My brain is seriously fried. Between conference planning and drafting Game of Shadows, I needed books this month that would be sufficiently distracting that I wasn’t constantly thinking of the next thing I needed to do.
To start out with, I re-read a couple of erotic romances that had left a lasting impression. Anne Calhoun’s Uncommon Passion and books one and three in Em Petrova’s Country Fever series (Hard Ridin’ and Unbroken, respectively) all earned re-reads, and I was reminded why I loved Calhoun’s writing so much. The character progression is crystal clear and emotionally deep, and my heart ached for Ben and Rachel all over again. I also re-read Cara McKenna’s Willing Victim, a short novella about a woman’s unplanned foray into a dark fantasy she never knew she had. You can see shades of Kelly Robak in Michael Flynn, and that voyeuristic glimpse you get of their future left me rubbing my hands together with glee.

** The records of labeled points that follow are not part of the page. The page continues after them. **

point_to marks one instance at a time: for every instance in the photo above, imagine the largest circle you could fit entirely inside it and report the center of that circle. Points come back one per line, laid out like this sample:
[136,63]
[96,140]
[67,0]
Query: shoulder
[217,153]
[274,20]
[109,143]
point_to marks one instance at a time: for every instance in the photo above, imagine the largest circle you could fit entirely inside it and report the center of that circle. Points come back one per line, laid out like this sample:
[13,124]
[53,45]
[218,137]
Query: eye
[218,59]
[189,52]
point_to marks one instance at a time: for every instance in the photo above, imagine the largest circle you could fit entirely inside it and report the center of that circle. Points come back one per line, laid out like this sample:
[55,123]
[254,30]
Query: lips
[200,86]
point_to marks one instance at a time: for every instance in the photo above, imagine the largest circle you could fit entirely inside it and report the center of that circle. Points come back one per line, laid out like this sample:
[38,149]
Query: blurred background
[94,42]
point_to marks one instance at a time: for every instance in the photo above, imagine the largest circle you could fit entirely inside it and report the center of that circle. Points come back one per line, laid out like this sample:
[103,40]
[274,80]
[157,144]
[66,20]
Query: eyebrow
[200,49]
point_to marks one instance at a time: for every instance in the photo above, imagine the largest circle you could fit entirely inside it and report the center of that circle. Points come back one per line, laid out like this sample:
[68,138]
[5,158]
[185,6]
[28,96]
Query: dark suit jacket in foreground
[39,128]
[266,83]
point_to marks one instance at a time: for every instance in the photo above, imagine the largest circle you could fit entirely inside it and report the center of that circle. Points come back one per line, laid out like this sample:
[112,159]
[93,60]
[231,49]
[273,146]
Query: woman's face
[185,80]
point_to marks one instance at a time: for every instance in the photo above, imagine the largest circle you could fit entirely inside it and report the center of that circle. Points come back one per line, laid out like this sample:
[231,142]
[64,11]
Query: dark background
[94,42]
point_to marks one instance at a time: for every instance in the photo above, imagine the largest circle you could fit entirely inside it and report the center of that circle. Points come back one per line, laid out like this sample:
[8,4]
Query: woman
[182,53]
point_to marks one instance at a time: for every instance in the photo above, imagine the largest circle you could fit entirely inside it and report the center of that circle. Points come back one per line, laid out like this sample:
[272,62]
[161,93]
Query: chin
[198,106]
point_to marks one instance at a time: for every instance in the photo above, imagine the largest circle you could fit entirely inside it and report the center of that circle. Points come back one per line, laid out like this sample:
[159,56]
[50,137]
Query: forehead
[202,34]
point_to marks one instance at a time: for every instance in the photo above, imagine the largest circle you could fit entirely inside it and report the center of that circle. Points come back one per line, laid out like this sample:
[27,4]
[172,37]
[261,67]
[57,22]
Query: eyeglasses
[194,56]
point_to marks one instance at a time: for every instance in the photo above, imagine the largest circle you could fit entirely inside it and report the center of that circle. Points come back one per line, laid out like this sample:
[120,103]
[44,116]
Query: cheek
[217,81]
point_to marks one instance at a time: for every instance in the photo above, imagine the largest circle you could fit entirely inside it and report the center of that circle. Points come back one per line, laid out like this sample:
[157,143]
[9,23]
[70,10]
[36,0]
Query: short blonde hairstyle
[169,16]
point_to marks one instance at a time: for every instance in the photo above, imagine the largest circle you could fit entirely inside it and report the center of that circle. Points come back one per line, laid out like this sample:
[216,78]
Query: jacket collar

Besides the release of Hard Time, McKenna’s Her Best Laid Plans was released this month, on the same day, no less. On a trip to Ireland after breaking up with her long time boyfriend, Jamie’s determined she’ll have a vacation fling – no holds barred, no strings attached fucking. What she doesn’t count on is the object of her flingy-ness, Connor, having other ideas. Jamie’s vulnerability warred with her confidence, something I hadn’t seen from McKenna before, and there was a sweetness to the story I hadn’t expected. It’s not nearly as explicit or filthy as some of her other stories, but still highly enjoyable. It proved to me McKenna’s a truly multifaceted writer.

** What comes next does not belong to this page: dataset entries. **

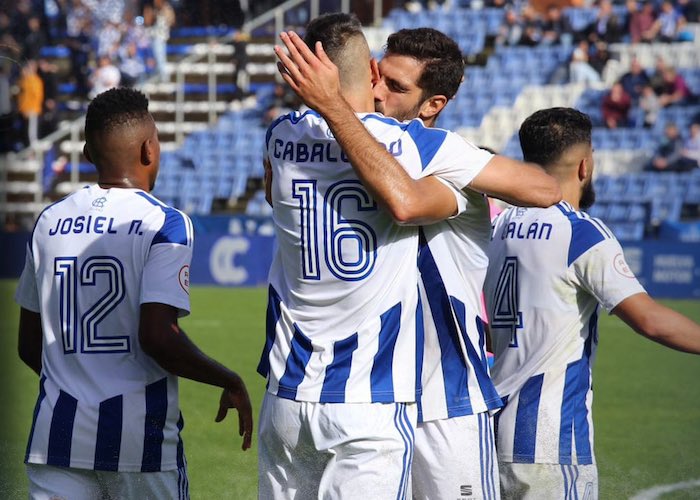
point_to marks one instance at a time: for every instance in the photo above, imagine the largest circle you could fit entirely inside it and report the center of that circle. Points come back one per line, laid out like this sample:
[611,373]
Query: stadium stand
[213,110]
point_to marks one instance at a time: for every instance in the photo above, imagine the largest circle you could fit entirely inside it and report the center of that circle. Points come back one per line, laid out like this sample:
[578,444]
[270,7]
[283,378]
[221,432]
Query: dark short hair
[546,134]
[443,68]
[333,30]
[113,109]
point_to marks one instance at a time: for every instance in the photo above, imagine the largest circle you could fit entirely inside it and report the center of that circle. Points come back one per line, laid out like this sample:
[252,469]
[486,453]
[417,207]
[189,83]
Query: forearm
[180,356]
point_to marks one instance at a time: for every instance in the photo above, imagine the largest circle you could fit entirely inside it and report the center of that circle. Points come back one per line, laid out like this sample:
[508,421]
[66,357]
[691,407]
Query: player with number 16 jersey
[343,284]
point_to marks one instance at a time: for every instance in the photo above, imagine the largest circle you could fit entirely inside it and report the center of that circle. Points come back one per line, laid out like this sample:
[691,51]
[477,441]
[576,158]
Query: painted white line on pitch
[656,491]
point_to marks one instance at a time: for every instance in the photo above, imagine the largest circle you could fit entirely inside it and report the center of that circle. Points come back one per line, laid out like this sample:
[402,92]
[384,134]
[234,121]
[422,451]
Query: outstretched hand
[313,77]
[236,396]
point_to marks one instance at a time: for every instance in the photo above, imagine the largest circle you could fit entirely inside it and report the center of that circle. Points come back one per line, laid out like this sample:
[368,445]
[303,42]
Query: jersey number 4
[82,333]
[349,245]
[505,311]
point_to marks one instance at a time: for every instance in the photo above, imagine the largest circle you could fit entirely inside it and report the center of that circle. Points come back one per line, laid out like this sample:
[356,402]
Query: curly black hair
[443,68]
[547,133]
[115,108]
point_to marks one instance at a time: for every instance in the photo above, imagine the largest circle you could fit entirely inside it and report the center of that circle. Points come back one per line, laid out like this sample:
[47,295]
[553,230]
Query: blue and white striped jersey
[549,269]
[452,264]
[342,312]
[93,259]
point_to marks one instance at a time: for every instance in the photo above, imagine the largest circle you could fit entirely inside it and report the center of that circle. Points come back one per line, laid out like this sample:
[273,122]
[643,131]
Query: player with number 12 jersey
[104,404]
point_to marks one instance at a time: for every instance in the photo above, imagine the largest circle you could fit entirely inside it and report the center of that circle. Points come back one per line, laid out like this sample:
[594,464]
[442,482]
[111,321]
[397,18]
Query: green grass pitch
[646,405]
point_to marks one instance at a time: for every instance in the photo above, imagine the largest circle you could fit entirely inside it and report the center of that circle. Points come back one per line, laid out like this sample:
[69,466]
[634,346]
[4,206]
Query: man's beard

I finally acquiesced to peer pressure and read Kylie Scott’s Lick, a book I’d avoided because the title just screamed gross to me. Ev wakes up on the bathroom floor of her Vegas hotel room hung over beyond belief and sporting a diamond ring the size of a small skating rink on her left hand. Turns out in her drunken state she’d up and married David, guitarist for the massively popular band Stage Dive. In the interest of annulling the marriage as quickly as possible, she agrees to stay with him at his secluded home near the California coast. But the more she gets to know her husband, the less she wants their marriage to end. Again, surprise sweetness here. I loved Ev and David together and was cheering for them the moment she stomped out of his LA home (dude was being an ass of epic proportions) and he tracked her down to a bandmate’s house on the beach. In fact, I enjoyed Lick so much I bought and devoured the next one, Play, though I must confess Mal (the drummer for Stage Dive) comes off as childish a little too often in Play for my liking. But I can easily see myself re-reading both these books again in the near future. Oh, and Lick? It’s a guitar lick. I guessed as much, given David’s a guitarist, but still. Ew.
There was also Mia Sheridan’s Archer’s Voice, which I finished yesterday. Bree’s ended up in a tiny town in Maine, desperate to escape the nightmare she’s lived with for the last six months. She settles into her new life and ends up making friends with Archer, a recluse with a horrific past of his own. I’d read the sample of this book during my weekend of sample reading a month ago, and I hadn’t been quite convinced to buy the full book after I finished the sample. I put it aside to read again later, and when I did, I bought it. Then I read the thing in almost one sitting. For two characters with such tragic pasts, there wasn’t a lot of angst, and again, sweetness (I’m sensing a trend here), with the way Bree treats Archer. There was an overabundance of commas – they popped up in places I didn’t think they needed to be, and therefore were on the distracting side – but overall a pleasantly fluffy story for an overtaxed brain.
I took a break from all the smexyness and read The Big Exit by David Carnoy. Richie’s been released from prison after serving time for a crime he didn’t commit. He’s minding his own business, volunteering at a legal organization by day, earning a living as a Sinatra impersonator by night, when he’s accused of murdering his former friend and business partner. Carnoy’s voice rocked and I loved every word of this twisty, snarky thriller. The characters were well-drawn and intriguing, the hints at their lives away from the murder tantalizing. Fast paced and surprising (but not in a sweet way), it was a welcome respite from my attempts to drag myself through The Word Exchange, and I’ll definitely be reading more from him.
Oh, and in case you’re wondering, Kit Rocha had another release this month. Beyond Solitude was originally released as part of the Alphas After Dark anthology, and they’ll be releasing it as a standalone novella on May 1st. It’s the story of Mia and Ford, two characters we haven’t met before, and it’s set during the same time as Beyond Jealousy, giving us a look at another part of Sector Four. It was…wait for it…sweet, with an emotional depth that reminded me of Beyond Pain.
Okay. Enough sweetness. Let the darkness rule.
Copy of Her Best Laid Plans provided by the publisher in exchange for an honest review.